Como imaginar um mundo de revoluções contra ditaduras sem ver a presença negra nestes períodos? A ideologia colonial foi exímia em manter o apagamento destas pessoas em todos os setores da sociedade. Quando referimos pessoas negras LGBTQIA+ esse apagamento é ainda superior. Assim, o “Cadê Elas?” beneficiará a sociedade portuguesa como um todo, proporcionando uma oportunidade de preencher uma lacuna criada de modo premeditado pelo sistema colonial. O projeto tem como propósito lançar luz à presença e à atuação das pessoas LGBTQIA+ negras que culminou no 25 de Abril, servindo assim como uma espécie de prova de vida que atesta o quanto esta comunidade exerceu influências e teve protagonismo. Quando falamos de representatividade, relembramos por exemplo, casos que se conectam à luta antirracista bem como o apagamento das mulheres que ainda hoje continuam a lutar por condições igualitárias de acesso. Neste sentido o projeto se alinha aos valores de Abril quando procura promover a descolonização de pensamento ao desenvolver propostas que tem o objetivo de democratizar o acesso à informações de valor público a partir do reconhecimento e valorização da presença e contribuição negra LGBTQIA+ neste importante momento histórico.
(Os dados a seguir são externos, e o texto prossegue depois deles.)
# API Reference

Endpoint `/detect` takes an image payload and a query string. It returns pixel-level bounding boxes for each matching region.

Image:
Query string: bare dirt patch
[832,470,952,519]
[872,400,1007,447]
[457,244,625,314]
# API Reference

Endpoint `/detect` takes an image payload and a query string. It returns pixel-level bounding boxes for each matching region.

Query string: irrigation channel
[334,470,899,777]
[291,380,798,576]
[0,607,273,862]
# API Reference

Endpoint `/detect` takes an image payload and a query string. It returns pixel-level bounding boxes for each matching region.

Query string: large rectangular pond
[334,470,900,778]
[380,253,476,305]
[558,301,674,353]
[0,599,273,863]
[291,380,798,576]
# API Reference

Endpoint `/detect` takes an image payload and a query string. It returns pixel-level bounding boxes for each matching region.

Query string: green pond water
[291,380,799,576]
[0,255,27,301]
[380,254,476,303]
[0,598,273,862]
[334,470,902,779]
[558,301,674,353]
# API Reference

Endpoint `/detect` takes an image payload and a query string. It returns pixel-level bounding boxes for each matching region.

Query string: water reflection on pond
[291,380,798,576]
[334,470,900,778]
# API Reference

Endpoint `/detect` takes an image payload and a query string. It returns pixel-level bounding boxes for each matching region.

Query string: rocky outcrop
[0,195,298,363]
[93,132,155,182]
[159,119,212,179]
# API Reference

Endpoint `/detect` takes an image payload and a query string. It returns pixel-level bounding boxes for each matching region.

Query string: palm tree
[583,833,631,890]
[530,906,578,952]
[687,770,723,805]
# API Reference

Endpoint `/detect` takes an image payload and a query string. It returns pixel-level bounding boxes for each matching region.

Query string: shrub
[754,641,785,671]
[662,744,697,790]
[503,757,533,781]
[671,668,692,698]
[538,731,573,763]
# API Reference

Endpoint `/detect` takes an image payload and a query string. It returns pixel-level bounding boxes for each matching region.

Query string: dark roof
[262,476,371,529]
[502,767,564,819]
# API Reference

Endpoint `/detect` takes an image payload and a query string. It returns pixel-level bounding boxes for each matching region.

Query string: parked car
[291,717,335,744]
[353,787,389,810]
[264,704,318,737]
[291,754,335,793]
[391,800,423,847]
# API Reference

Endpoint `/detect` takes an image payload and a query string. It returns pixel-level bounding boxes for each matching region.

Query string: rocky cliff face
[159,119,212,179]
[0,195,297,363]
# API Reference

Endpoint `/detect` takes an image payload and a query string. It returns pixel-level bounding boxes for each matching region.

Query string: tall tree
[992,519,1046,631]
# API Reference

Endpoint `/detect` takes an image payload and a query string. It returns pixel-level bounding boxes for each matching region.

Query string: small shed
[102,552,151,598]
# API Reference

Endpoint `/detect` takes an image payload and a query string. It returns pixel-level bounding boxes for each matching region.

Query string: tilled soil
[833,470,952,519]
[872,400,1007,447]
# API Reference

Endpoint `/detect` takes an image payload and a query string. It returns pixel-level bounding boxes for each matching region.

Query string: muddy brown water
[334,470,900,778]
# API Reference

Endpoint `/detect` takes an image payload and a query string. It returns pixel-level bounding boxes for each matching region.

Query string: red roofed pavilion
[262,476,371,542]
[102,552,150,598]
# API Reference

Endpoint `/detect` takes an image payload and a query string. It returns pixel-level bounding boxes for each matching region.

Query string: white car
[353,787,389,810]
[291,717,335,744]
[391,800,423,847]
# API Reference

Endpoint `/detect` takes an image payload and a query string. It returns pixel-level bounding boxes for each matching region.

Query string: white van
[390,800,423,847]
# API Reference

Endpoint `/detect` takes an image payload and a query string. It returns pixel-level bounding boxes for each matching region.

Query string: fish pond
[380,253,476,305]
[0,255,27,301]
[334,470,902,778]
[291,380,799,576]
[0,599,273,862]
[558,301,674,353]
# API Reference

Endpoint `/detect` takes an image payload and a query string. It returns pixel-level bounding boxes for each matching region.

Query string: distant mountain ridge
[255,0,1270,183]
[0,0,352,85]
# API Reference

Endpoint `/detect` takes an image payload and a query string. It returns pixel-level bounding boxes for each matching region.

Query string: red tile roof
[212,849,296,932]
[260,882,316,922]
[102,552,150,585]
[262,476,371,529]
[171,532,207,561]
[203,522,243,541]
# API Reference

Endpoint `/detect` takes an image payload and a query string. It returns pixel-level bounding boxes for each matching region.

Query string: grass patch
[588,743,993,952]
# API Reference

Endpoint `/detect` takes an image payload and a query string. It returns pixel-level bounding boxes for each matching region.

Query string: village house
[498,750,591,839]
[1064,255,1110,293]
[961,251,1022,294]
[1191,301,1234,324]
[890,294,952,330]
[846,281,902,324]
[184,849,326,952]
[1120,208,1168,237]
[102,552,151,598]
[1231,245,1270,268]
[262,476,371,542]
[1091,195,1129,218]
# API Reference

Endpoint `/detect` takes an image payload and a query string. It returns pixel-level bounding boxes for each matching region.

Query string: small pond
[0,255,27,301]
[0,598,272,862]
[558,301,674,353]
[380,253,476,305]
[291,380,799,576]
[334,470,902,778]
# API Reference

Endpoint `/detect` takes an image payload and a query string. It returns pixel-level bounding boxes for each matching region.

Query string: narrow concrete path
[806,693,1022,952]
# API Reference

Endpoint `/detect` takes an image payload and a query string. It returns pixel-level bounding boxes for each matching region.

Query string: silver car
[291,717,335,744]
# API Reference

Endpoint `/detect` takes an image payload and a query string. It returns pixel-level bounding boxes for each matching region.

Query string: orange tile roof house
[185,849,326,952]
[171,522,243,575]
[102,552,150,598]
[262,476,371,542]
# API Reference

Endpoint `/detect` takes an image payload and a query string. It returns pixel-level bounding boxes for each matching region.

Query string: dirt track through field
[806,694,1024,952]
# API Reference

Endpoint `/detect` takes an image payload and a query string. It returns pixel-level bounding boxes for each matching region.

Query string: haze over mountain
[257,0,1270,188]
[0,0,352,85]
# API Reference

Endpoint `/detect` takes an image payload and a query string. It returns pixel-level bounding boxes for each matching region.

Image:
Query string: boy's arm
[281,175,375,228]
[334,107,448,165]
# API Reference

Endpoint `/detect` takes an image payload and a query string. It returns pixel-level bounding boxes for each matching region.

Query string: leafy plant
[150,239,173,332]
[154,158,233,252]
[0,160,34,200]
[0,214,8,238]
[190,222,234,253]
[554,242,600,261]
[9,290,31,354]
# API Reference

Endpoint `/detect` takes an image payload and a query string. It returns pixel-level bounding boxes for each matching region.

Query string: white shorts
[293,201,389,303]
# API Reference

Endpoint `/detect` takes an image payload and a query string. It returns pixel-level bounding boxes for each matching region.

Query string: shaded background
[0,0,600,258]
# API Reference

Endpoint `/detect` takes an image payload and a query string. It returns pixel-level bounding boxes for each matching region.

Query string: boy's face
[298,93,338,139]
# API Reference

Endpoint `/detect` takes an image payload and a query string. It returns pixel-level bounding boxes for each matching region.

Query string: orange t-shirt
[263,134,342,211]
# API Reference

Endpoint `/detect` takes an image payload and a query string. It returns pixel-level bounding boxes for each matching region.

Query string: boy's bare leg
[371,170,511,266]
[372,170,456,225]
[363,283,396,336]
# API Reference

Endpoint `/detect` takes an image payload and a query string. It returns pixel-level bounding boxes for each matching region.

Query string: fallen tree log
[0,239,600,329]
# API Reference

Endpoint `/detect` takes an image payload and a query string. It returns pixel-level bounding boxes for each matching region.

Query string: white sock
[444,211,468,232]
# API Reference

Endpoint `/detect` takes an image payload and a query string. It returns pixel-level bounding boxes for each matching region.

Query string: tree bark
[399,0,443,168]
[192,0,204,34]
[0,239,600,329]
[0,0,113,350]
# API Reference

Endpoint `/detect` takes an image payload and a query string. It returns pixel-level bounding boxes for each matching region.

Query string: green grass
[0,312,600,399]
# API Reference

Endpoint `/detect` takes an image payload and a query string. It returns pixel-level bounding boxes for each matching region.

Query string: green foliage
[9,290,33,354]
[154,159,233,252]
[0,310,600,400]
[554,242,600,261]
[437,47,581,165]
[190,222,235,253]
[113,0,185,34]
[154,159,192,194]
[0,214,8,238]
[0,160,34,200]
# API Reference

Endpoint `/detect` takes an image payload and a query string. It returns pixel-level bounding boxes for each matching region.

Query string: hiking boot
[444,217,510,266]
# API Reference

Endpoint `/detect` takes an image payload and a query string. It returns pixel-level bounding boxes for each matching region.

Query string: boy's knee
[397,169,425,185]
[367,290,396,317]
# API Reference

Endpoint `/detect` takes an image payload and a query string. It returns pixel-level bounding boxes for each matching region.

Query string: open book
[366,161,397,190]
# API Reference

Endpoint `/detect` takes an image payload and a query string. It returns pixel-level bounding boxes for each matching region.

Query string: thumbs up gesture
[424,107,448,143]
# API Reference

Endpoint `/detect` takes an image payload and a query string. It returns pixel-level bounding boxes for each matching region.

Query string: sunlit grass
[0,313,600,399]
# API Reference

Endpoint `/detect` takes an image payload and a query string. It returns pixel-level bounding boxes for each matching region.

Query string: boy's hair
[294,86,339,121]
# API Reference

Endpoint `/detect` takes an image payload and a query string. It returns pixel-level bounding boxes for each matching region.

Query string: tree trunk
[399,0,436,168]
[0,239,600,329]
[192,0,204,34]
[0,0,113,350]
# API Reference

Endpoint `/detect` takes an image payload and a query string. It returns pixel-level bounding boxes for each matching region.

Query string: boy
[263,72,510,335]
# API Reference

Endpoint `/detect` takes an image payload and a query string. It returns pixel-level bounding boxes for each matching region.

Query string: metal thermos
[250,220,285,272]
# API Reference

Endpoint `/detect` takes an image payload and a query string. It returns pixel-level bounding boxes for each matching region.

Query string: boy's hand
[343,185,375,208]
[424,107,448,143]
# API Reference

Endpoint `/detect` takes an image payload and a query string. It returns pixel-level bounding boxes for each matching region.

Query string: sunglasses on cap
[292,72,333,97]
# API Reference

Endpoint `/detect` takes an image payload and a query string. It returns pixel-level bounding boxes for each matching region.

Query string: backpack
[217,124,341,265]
Do mesmo modo, o projeto pretende criar uma memória pública intergeracional acerca das experiências que foram soterradas pelo racismo estrutural e pelo silenciamento de vozes fundamentais que contribuíram para a conquista da liberdade e assim, celebrá-las.

O projeto “Cadê Elas?” promove a participação e a qualificação das comunidades e públicos em geral a partir do seu compromisso com a democratização de informações que consideramos ser fundamentais para a promoção dos valores da liberdade. O projeto dialoga com o tema da justiça reparatória ao nível das práticas artísticas que têm vindo a ser promovidas e financiadas por organismos internacionais, como por exemplo, o caso da ONU, a partir da criação da década internacional de afrodescendentes. A partir da prática artística de utilização do conceito de arquivo e memória, o “Cadê Elas?” pretende marcar um território simbólico de pertença num momento histórico para Portugal, promovendo assim mais equidade social em termos de representação. O projeto possui uma forte componente artística e pedagógica no sentido de qualificar não só comunidades, como também instituições culturais. O projeto prioriza a produção de novos discursos a fim de conscientizar, educar e valorizar a presença das pessoas negras LGBTQIA+ nos processos revolucionários. Em termos de qualificação dos públicos, o projeto desenvolverá uma programação cultural diversificada ao abranger diversos domínios da atividade artística e de investigação, incluindo objetos de áudio e vídeo, artes visuais e literatura. Na proposta da exposição, o trabalho pretende incluir obras e outras expressões de informações que reflitam as experiências e contribuições das comunidades negras e LGBTQIA+ na história da Revolução dos Cravos.